The above network results in the following output:
$$ y = \sigma(\sum_{k} h^k * \tilde{W}^k + c) $$
$$ y = \sigma(\sum_{k} \sigma(x * W^k + b^k)* \tilde{W}^k + c ) $$
What I was interested is in finding the gradient of the squared error loss $E(\theta) = \frac{1}{2n} \sum^n_{i=1}(x_i -y_i )^2$ equations with respect to the matrix weights $W^k$ (and the offsets $b^k$). In the paper they claim that the equation is:
$$\frac{\partial E(\theta)}{\partial W^k}=x*\delta h^k+\tilde{h}^k*\delta y$$
However, I was not sure how they arrived at that equation. What is the derivation for that equation? Since the gradient uses partial derivatives with respect to a whole filter/kernel/weights I would assume that its doing derivatives with respect to a matrix. However, I am not sure and there are a few details that bother me. For example, earlier in the paper they mention how that the convolution $*$ that they denote on their paper depends on the context on the convolution (since it could be a full convolution or a valid convolution, the first one returns a $(m+x-1) \times (m+n-1)$ matrix and the other a $(m-n+1) \times (m-n+1)$). Therefore, its not clear to me whether that equation of the gradient is using full or valid convolution.
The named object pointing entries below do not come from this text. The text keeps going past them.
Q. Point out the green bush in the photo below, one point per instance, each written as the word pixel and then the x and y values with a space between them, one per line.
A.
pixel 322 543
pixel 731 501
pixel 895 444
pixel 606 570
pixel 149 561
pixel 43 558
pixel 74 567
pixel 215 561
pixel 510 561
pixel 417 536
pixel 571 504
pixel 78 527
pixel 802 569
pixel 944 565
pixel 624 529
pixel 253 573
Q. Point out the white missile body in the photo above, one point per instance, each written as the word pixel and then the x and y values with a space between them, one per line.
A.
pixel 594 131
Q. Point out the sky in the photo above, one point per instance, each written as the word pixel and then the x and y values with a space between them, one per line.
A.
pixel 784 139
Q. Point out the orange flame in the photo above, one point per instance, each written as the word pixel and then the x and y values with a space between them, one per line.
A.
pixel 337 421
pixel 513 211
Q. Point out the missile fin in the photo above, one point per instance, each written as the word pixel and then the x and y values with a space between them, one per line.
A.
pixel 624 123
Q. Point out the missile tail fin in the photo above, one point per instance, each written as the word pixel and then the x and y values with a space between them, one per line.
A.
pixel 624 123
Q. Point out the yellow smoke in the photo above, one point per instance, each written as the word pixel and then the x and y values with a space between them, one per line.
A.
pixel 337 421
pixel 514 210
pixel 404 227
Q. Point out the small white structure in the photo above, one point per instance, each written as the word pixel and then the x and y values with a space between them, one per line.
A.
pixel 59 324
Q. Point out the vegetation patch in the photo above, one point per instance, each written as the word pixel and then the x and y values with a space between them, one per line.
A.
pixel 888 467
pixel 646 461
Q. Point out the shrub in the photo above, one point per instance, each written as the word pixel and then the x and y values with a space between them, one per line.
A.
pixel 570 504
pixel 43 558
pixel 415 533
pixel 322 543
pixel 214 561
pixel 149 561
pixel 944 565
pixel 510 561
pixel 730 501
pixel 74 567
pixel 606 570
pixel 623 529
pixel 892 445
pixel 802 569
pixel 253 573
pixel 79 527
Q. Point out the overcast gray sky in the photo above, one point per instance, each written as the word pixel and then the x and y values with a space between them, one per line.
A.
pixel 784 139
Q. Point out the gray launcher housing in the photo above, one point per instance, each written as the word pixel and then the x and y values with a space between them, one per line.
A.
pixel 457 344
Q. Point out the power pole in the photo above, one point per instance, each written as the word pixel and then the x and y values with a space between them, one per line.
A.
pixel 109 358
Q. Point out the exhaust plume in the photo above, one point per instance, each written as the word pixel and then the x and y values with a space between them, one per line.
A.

Furthermore, its not clear to me what the equations for the deltas should be. Usually they are recursive but its not clear to me what they should look like for this case. Usually for normal back-propagation they look as follows (obtained from Andrew Ng's notes):
$$ \delta^{(l)}_{i} = ( (W^{(l)} )^T \delta^{(l+1)}) \bullet f'(z^{(l)})$$
however I have never seen a delta with respect to a hidden unit $h$. Usually, the delta is defined:
$$ \delta^{(l)}_i = \frac{\partial Error(w)}{\partial s^{(l)}_i}$$
where $s^{(l)}_i$ denotes the input to an activation function.
Anyway, its not explained well on that paper and was hoping someone could help me figure out what the notation meant and also some of the mathematical details of the derivation.